I eyed him critically. “You’re what, thirty?”

He had the permanent tan and crow’s feet of a man who spent too long outdoors in the sun without protection and the kinda lived-in ease that said he’d been a self-assured man for a long fuckin’ time, but he wasn’t old, that much was obvious.

“Nail on the head,” he confirmed. “And you’re what, twelve?”

The need to lie burned through me even though I knew he’d call me on my shit. “Nineteen.”

Amusement flared in his pale, eerie, silver eyes, but he didn’t argue with me. Instead, he slapped a ham-sized hand on my back and squeezed my shoulder. “You’re lucky Eugene’s a fan’a the can. He’ll like the addition, but you best come in and meet ’im. He doesn’t take too kindly to random punks taggin’ his building.”

“This is his art?” I asked, shocked because the designs on the sides’a the building were nearly as good as mine. “He’s not bad.”

He chuckled and started to lead us toward the door. “Can’t wait to see you say that to his fuckin’ face. He’s gonna lose it.”

Forty minutes later, I was sittin’ at a red leather booth in the dim, neon-punctuated light of Eugene’s kickass bar. It was one’a those places that played like a dive bar but was infinitely cooler, racked with personality from the graffiti and neon signs, to the collection of straight-up characters litterin’ the stools and open floorplan. Bikers, off-duty strippers-off-duty, a booth fulla cops in plainclothes sharin’ buckets of beer, and a sexy group of college girls titterin’ behind their hands and throwin’ back shots as they slid side-eyed looks at my table.

My table where Zeus Garro and his brothers sat surrondin’ me.

They were all big men, huge across the shoulders, long in the limb, big hands scarred and tatted and be-ringed, layin’ like discarded weapons on the table.

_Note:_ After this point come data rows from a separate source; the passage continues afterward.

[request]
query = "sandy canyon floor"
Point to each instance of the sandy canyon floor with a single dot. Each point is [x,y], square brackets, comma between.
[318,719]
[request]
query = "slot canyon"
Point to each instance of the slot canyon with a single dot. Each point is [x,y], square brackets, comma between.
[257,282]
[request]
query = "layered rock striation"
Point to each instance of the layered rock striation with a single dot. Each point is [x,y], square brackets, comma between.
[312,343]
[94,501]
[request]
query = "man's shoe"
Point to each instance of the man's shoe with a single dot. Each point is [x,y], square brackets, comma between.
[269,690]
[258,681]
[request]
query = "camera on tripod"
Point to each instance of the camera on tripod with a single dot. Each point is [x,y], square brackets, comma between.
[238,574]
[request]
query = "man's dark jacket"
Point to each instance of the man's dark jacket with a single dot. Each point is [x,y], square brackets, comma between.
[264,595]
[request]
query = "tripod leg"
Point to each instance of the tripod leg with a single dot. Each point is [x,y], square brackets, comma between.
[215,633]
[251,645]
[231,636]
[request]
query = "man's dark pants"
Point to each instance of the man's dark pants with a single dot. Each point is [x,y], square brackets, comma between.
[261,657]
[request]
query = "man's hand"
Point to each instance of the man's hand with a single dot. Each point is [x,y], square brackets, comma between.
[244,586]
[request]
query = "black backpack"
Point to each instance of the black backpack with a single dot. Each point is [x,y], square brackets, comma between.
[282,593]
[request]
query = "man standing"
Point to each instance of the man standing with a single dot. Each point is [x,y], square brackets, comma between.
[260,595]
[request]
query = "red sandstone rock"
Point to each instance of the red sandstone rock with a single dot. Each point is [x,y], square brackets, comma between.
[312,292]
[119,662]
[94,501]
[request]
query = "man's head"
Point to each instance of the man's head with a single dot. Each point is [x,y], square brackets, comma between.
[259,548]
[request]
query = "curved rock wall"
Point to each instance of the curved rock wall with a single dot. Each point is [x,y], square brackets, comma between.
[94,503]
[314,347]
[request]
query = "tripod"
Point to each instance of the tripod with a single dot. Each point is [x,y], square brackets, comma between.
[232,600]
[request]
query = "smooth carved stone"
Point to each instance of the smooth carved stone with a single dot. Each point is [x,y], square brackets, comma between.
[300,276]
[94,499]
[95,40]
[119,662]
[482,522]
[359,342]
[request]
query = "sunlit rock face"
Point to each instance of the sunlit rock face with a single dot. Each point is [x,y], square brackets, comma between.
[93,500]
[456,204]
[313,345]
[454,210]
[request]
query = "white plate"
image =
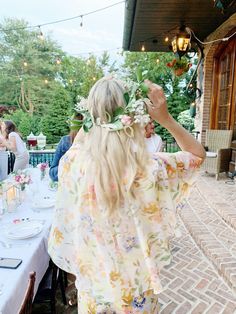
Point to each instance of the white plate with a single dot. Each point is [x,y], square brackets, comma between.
[45,202]
[23,230]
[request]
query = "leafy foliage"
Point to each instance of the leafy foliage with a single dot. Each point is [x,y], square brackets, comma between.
[185,119]
[54,122]
[153,66]
[25,123]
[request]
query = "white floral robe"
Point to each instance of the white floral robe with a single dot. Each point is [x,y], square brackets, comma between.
[117,258]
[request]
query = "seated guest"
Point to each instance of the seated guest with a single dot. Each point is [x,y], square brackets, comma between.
[11,140]
[63,146]
[153,141]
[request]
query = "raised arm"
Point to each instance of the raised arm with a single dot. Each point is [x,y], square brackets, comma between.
[159,112]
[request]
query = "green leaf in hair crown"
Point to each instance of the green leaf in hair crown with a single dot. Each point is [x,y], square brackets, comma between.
[134,110]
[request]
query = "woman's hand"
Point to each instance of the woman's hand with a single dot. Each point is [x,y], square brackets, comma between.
[157,109]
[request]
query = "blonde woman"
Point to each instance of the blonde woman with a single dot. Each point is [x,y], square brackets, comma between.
[116,207]
[11,140]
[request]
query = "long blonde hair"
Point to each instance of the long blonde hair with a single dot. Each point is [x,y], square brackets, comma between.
[117,159]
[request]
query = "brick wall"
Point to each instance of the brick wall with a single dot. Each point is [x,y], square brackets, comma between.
[204,103]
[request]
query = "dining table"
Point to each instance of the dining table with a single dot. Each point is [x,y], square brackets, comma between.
[23,235]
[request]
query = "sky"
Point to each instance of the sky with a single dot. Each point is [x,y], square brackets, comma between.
[100,31]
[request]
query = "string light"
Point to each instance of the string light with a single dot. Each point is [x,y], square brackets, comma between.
[63,20]
[40,35]
[81,23]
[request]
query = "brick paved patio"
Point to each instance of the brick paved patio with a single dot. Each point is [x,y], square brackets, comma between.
[202,276]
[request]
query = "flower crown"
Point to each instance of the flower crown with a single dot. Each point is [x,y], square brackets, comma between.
[134,111]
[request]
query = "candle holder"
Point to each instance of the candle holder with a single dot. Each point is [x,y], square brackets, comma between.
[11,197]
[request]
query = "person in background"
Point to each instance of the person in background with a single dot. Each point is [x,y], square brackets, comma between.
[116,205]
[63,146]
[12,141]
[153,141]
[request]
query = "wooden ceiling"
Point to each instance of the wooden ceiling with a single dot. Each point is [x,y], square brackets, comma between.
[150,21]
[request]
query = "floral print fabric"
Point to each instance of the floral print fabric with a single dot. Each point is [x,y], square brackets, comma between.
[118,257]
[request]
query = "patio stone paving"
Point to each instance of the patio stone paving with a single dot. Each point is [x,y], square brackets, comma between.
[202,276]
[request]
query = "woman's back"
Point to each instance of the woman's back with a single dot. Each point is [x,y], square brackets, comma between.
[122,253]
[116,207]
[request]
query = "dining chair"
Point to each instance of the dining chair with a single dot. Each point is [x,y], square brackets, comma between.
[218,151]
[46,292]
[26,306]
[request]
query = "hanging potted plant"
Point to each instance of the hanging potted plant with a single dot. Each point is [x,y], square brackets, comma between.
[179,66]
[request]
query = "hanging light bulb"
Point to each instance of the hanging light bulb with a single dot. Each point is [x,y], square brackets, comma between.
[40,35]
[181,42]
[142,46]
[81,22]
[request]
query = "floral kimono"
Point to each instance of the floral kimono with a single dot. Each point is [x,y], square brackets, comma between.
[117,257]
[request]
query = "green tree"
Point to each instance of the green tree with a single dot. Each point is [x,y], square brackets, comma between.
[54,122]
[24,122]
[27,64]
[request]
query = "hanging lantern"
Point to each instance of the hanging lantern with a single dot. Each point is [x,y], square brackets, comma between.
[181,42]
[41,141]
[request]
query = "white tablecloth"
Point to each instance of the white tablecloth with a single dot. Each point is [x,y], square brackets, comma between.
[33,252]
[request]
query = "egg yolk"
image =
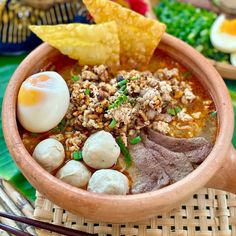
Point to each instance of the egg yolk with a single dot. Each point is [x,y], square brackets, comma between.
[229,26]
[29,97]
[40,80]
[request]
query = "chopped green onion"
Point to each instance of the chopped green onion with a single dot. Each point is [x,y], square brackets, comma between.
[135,140]
[178,109]
[113,124]
[122,89]
[34,135]
[125,152]
[171,111]
[122,82]
[134,78]
[87,92]
[77,156]
[213,114]
[75,78]
[121,99]
[62,124]
[186,74]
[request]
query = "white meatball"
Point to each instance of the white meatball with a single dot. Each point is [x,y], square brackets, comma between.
[100,150]
[74,173]
[109,182]
[49,153]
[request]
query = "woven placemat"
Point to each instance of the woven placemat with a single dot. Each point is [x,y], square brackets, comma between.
[208,213]
[14,203]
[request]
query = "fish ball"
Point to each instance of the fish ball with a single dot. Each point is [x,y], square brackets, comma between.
[50,154]
[100,150]
[109,182]
[74,173]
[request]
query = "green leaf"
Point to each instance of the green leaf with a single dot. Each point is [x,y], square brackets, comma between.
[8,169]
[233,96]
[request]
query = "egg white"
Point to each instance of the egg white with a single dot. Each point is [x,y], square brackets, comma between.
[49,111]
[233,58]
[222,41]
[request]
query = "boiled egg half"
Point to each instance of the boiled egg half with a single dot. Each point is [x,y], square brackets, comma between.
[43,101]
[233,59]
[223,34]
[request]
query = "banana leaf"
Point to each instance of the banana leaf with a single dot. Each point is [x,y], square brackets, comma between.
[8,169]
[232,89]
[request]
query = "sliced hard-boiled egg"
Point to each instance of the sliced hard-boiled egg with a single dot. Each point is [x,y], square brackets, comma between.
[233,58]
[223,34]
[42,102]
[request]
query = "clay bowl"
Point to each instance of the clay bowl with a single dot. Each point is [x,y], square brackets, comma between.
[217,171]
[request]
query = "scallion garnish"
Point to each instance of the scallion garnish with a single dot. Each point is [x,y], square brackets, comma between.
[178,109]
[122,89]
[75,78]
[171,111]
[134,78]
[121,99]
[186,74]
[125,152]
[113,124]
[123,82]
[135,140]
[87,92]
[77,156]
[34,135]
[213,114]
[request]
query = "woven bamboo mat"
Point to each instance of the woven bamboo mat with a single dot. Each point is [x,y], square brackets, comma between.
[208,213]
[13,202]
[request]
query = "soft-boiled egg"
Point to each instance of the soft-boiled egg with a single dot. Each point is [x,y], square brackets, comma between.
[233,58]
[223,34]
[43,101]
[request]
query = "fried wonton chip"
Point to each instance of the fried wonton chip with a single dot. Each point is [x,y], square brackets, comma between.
[90,44]
[139,36]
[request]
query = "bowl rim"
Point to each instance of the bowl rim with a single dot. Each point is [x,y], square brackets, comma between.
[199,176]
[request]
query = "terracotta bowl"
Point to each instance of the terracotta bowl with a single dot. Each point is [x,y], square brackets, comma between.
[217,171]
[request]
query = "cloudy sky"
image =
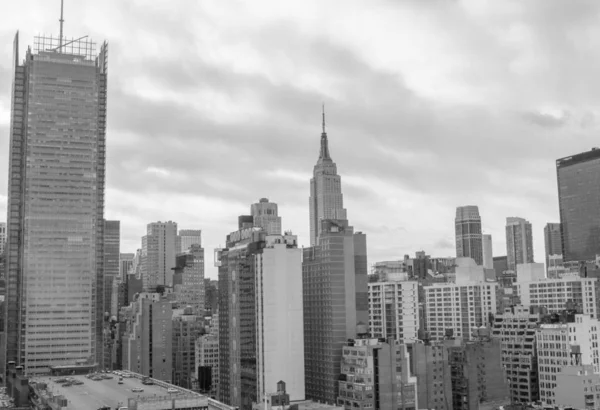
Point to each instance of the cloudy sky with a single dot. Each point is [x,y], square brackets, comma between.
[430,105]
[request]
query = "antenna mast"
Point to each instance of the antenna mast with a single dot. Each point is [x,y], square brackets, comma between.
[61,24]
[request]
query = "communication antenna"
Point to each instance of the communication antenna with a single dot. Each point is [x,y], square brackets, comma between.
[61,24]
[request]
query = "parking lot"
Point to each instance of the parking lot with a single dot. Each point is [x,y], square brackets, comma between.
[94,394]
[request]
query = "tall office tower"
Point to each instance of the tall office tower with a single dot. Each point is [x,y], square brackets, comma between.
[264,214]
[578,345]
[326,200]
[516,330]
[488,257]
[261,336]
[552,240]
[187,328]
[56,204]
[430,365]
[478,379]
[207,363]
[159,247]
[519,242]
[188,279]
[335,304]
[579,204]
[147,342]
[553,294]
[2,237]
[189,237]
[469,240]
[125,263]
[381,372]
[394,310]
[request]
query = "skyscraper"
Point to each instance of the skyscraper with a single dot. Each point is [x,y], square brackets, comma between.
[264,214]
[159,248]
[189,237]
[335,304]
[56,204]
[261,333]
[552,240]
[488,257]
[519,242]
[579,202]
[469,241]
[2,237]
[326,200]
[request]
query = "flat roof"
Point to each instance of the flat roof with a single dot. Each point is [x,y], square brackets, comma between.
[94,394]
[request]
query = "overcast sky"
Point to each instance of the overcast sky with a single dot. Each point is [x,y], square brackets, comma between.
[430,105]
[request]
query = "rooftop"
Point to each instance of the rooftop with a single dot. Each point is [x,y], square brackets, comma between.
[94,394]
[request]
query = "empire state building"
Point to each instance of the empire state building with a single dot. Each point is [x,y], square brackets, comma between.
[326,199]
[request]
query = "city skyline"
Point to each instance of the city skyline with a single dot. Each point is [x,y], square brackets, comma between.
[416,181]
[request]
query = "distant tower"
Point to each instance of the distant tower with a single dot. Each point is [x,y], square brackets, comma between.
[519,242]
[326,200]
[488,257]
[264,215]
[469,240]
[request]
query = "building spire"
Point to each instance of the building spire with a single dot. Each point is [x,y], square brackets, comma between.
[62,20]
[324,153]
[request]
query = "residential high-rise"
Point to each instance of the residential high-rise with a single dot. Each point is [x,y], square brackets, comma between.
[159,248]
[516,329]
[326,200]
[335,304]
[188,279]
[376,374]
[56,204]
[552,240]
[147,341]
[469,239]
[187,238]
[394,310]
[261,336]
[579,204]
[264,214]
[573,342]
[519,242]
[2,237]
[125,264]
[488,257]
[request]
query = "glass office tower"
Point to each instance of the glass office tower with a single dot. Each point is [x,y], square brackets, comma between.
[56,205]
[579,202]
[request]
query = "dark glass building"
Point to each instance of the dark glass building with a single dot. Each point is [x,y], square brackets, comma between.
[54,249]
[579,202]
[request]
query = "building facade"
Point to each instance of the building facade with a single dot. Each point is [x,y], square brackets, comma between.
[578,200]
[147,341]
[335,305]
[264,215]
[488,255]
[552,240]
[394,310]
[187,238]
[431,367]
[516,328]
[326,200]
[553,294]
[469,239]
[573,342]
[159,248]
[54,250]
[261,337]
[376,375]
[458,310]
[519,242]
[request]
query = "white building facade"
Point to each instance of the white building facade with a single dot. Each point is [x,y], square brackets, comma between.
[394,310]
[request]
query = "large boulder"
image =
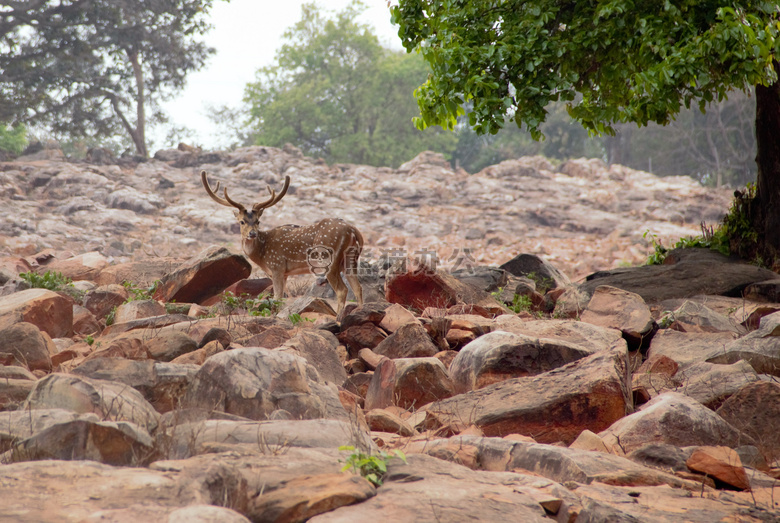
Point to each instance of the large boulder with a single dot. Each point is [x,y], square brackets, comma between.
[760,348]
[615,308]
[255,382]
[674,419]
[554,406]
[685,273]
[205,274]
[27,346]
[47,310]
[109,400]
[755,409]
[499,356]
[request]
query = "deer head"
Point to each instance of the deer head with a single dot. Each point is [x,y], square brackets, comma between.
[326,248]
[249,220]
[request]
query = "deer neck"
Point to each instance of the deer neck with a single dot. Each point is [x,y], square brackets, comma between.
[255,248]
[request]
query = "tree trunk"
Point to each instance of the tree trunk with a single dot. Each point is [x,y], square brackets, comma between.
[766,205]
[139,134]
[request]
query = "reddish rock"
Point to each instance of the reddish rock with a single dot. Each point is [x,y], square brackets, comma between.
[47,310]
[358,383]
[197,357]
[395,316]
[319,348]
[457,338]
[755,410]
[129,348]
[618,309]
[84,322]
[446,357]
[658,364]
[169,345]
[370,358]
[687,348]
[382,386]
[411,340]
[206,274]
[103,299]
[590,393]
[271,338]
[469,322]
[420,381]
[13,392]
[371,312]
[673,419]
[721,463]
[142,273]
[500,356]
[421,289]
[138,309]
[250,287]
[85,266]
[363,336]
[381,420]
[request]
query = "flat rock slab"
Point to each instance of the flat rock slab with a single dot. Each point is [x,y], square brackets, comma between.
[711,384]
[186,439]
[590,337]
[687,348]
[675,419]
[47,310]
[558,464]
[626,311]
[109,400]
[590,393]
[755,409]
[79,490]
[499,356]
[427,489]
[255,382]
[760,348]
[663,504]
[695,271]
[207,273]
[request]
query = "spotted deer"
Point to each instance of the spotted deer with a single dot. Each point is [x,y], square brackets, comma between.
[326,248]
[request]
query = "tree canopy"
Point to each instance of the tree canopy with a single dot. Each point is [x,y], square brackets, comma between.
[610,61]
[335,92]
[95,68]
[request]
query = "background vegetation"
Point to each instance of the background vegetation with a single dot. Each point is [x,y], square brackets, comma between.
[333,90]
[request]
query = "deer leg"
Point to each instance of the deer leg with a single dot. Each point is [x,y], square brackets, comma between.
[357,290]
[334,278]
[278,279]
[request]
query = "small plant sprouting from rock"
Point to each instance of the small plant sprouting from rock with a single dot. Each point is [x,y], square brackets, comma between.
[139,293]
[373,468]
[263,305]
[296,318]
[53,281]
[734,235]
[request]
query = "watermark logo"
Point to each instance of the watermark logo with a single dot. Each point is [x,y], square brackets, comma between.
[319,258]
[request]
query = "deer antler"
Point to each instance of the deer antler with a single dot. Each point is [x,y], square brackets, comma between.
[274,198]
[226,201]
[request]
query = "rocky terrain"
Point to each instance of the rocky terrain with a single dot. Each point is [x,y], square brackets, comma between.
[581,215]
[514,388]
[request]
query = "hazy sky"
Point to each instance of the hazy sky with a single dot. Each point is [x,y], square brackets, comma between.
[246,35]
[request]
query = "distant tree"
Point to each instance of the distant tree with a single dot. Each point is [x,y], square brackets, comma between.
[97,67]
[12,139]
[335,92]
[717,147]
[611,61]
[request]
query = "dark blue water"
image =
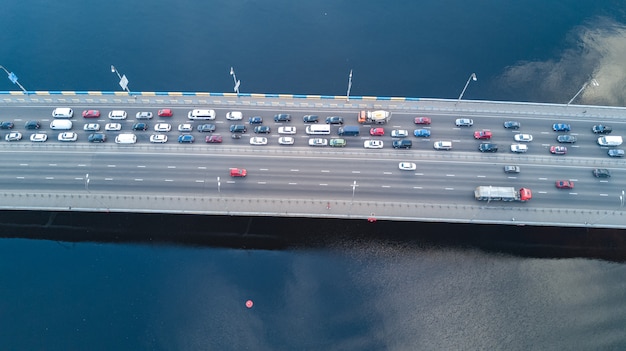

They were rough and scowlin’ when they weren’t smilin’, only because they had the squint’a men who’d spent too long in the sun and they gave zero fucks when most other people flapped their mouths.

They were the fuckin’ shit.

I was seventeen, the son of an immigrant fisherman and a homemaker. My skin was inked with pen, not permanent pigment, and my swagger came from knowin’ a good life, not a bad one.

But they didn’t give a shit. Zeus saw me, and I mean fuckin’ saw me. He saw somethin’ in me that didn’t have a voice or a name until he dragged me inside the dark bar and sat me at a table with his men.

Somethin’ that yearned for brotherhood and chaos and freedom.

Somethin’ The Fallen men had in spades.

“Workin’ at Stella’s to save money so your family can foster two neighbor kids,” Zeus confirmed slowly, spinnin’ a big silver skull on his finger. “Not often a teenager thinks’a someone other ’an himself, let alone two kids down on their luck with no connection to ’im.”

Guilt and anger burned through me harder than the three beers I’d already consumed. Apparently, if I was with the bikers, Eugene didn’t give much of a crap if I was of age.

“They’re family,” I said, wishin’ I could burn the words into the air, into the fabric of the fuckin’ universe so no one would try to take them from us again.